Jurors deliberated for five hours Thursday without reaching verdicts in the retrial of ex-El Paso County Sheriff Terry Maketa, whose first trial last year ended in acquittals and a hung jury.
The seven-woman, five-man panel will resume deliberations Friday at 8:30 a.m.
Maketa, 53, is being retried on four charges involving claims of corruption: extortion, conspiracy to commit extortion and two counts of official misconduct. If convicted of extortion, the former lawman could face up to six years in prison, though probation would also be an option.
During closing arguments Thursday, opposing attorneys painted clashing portraits of the three-term sheriff — with prosecutors saying they had proved Maketa wielded his authority as a weapon for political payback.
"Ultimately this comes down to power. That's the heart of every issue in this case," said special prosecutor Chris Wilcox, arguing that Maketa resorted to illegal retaliation when he got one jail employee fired and pursued potentially career-ending sanctions against two deputies.
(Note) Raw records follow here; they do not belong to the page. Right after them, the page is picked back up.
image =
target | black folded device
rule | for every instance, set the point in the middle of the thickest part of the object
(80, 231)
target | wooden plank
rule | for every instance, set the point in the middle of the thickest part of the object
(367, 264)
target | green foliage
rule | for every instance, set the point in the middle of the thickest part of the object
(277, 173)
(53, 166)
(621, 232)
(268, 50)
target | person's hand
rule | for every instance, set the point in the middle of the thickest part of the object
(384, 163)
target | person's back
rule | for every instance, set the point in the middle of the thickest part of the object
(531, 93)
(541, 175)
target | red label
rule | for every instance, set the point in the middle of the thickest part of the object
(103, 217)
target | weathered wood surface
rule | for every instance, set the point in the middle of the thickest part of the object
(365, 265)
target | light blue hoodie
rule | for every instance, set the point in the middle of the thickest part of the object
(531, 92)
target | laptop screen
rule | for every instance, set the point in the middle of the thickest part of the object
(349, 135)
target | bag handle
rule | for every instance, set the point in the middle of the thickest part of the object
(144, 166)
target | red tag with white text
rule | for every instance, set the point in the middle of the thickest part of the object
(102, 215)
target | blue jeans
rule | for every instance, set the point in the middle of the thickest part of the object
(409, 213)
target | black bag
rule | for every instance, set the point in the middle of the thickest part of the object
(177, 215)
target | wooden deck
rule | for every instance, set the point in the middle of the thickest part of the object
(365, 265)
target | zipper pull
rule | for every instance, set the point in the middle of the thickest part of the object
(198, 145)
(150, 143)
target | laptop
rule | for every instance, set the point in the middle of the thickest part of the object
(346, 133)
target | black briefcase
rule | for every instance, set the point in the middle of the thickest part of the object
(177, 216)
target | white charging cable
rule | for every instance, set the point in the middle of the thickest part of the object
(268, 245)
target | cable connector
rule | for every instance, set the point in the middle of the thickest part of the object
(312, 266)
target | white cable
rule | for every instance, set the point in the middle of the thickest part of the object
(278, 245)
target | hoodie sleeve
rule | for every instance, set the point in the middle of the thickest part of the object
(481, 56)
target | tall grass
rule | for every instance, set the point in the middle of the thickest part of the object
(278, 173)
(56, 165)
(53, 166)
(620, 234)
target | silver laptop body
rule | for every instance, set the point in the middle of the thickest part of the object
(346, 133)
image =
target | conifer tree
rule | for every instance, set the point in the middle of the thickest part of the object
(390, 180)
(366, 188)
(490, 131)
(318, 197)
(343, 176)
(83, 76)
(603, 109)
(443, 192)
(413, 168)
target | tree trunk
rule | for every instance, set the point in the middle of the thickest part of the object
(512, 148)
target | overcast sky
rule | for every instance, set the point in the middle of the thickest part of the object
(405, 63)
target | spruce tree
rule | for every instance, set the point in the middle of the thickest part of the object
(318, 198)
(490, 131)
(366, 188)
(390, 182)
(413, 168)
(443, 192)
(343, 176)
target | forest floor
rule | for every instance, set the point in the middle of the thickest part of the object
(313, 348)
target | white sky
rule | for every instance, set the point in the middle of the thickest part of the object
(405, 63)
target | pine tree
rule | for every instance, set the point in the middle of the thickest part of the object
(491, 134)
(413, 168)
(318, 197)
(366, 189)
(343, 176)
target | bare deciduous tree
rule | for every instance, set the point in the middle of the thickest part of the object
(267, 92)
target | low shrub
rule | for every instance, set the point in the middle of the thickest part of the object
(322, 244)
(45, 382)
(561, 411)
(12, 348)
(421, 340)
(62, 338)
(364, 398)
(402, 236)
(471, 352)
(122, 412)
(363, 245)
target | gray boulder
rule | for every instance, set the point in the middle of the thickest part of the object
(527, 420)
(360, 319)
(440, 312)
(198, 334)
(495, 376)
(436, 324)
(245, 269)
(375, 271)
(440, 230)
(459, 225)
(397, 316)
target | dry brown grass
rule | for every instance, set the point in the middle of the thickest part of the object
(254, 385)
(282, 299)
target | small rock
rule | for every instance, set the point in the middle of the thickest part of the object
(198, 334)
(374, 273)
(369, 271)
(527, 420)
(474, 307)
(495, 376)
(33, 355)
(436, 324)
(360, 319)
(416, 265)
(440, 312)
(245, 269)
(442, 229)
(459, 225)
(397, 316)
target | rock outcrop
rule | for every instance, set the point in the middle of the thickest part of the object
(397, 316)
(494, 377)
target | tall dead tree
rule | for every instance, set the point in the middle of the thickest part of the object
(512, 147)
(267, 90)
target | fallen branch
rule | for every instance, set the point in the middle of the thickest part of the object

Calling the allegations "ridiculous," Maketa's defense attorneys say he has been railroaded for what amounted to employment disputes lodged by disgruntled workers.
For 12 years Maketa made hard decisions - who should be disciplined, who should be fired and how best to service multimillion dollar jail contracts - all to ensure his office ran smoothly and to keep the community and his deputies safe, they argued.
"He did that. Now he's sitting in this room and they're trying to brand him a criminal," defense attorney David Kaplan told the panel.
The case involves allegations that were left unaddressed by Maketa's July mistrial, which ended when a deadlocked jury acquitted Maketa of three counts but failed to reach a verdict on the remaining charges.
Less than an hour into deliberations Thursday, jurors passed forward their first question, requesting the legal and dictionary definitions of extortion. Ruling that the dictionary definition wasn't relevant, 4th Judicial District Judge Larry E. Schwartz responded in writing with the following language: "The legal definition (consists of) the elements contained in the instruction, and you are to be guided by that."
Later in the day, the jury asked another question. It wasn't read aloud in court, but Schwartz sent back a response telling jurors they had all the evidence they may consider before them.
The extortion counts allege that Maketa threatened to terminate a $5 million jail health care contract unless a private company fired Wendy Habert, a one-time Maketa confidant who allegedly ended up on his enemies list for refusing to support his chosen successor and instead backing then-candidate Bill Elder. She also angered him by reporting a sheriff's commander for sexual harassment, a complaint that Maketa allegedly dismissed despite the commander's admission. The defense said she was fired for a multitude of reasons, including her brassy demeanor and problems with the jail's detoxification ward.
The official misconduct charges, both misdemeanors, say Maketa pursued a "career killer" sanction against Sgt. Emory "Ray" Gerhart and James "Jim" Reid for reasons that also related to the coming campaign for sheriff. Gerhart was a vocal Elder supporter. Reid was mulling a run for sheriff against Maketa's preferred pick, making them targets according to the prosecution's view.
Both were described by the defense as problem employees who earned their discipline and deserved a place on the so-called Brady list, a court document identifying law enforcement officers who may have credibility problems.
By law, prosecutors must tender the Brady list to defense attorneys before any trial, potentially allowing for attacks on their integrity in court. Law enforcement witnesses say being on the Brady list can make it hard or impossible to get another job in the field.
The highest felony, extortion, carries a potential prison sentence of two to six years, and conspiracy to commit extortion is punishable by one to three years in prison. Probation is also a possibility if he is convicted.
Sarah Christensen, a Colorado Springs defense attorney unaffiliated with the case, said that if Maketa is convicted of both extortion counts, a single penalty would likely be imposed, because they involve similar acts.
The decision whether Maketa gets probation or prison time will fall to the judge, Christensen said.
"I have seen judges hold public officials to a higher standard and give them prison when they ordinarily they might not do so," she said. The misdemeanor counts of official misconduct each carry a potential sentence of three to 12 months, and could be stacked in the event of convictions because they involve separate victims, Christensen said.
There is no time limit on jury deliberations. Jurors must debate the charges until they reach unanimous decisions or determine that an agreement cannot be reached, at which time a mistrial would be called for any unresolved charges. In that case, prosecutors would again have the option of retrying Maketa.